Sin embargo, la experiencia no es la única herramienta para combatir el riesgo, otra importante herramienta es el conocimiento teórico que tenemos respecto a cómo este funciona, cómo podría desencadenarse y que medida debe tomar la comunidad para prevenirlo. Por consecuencia, es nuestra responsabilidad como científicos compartir nuestro conocimiento y saber llegar a las personas, de la manera más simple y efectiva posible.
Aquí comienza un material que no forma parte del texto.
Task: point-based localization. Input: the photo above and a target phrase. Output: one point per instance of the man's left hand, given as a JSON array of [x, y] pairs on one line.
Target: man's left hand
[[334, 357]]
Esto cobra especial importancia al entender que la educación sobre riesgos de desastres es una herramienta altamente poderosa, ya que, nos permite no solo conocer los procesos por los que pasa la Tierra para que se produzca un evento, sino que también, prepara a la población para tomar decisiones asertivas durante el desastre natural.
Sin embargo y quiero ser enfática en esto, la educación debe utilizarse como una herramienta que se entrega en pro de la comunidad y no como un alimento para el ego.
Esto requiere mucho más que conocimiento y afabilidad, implica empatía, darse el tiempo de conocer a las comunidades que podrían ser afectadas, escuchar de manera activa sus necesidades y trabajar desde la comunidad y sus propias experiencias; entender que lo que nosotros como científicos vemos como un peligro, para la otra persona es una realidad permanente e inofensiva, que lo que nosotros vemos como una necesidad en la educación, para el otro puede ser insignificante frente a las necesidades que enfrenta a diario. Por lo tanto, debemos respetarlo y trabajarlo desde una perspectiva empática y no impositiva.
A través del proyecto Ckelar, he tenido la oportunidad de trabajar en terreno con comunidades adyacente a volcanes y he podido presenciar lo importante que es generar lazos sólidos, cumplir con las expectativas que se proponen y generar confianza, mucho antes de empezar a hablar de riesgo natural, porque antes que científicos, somos personas.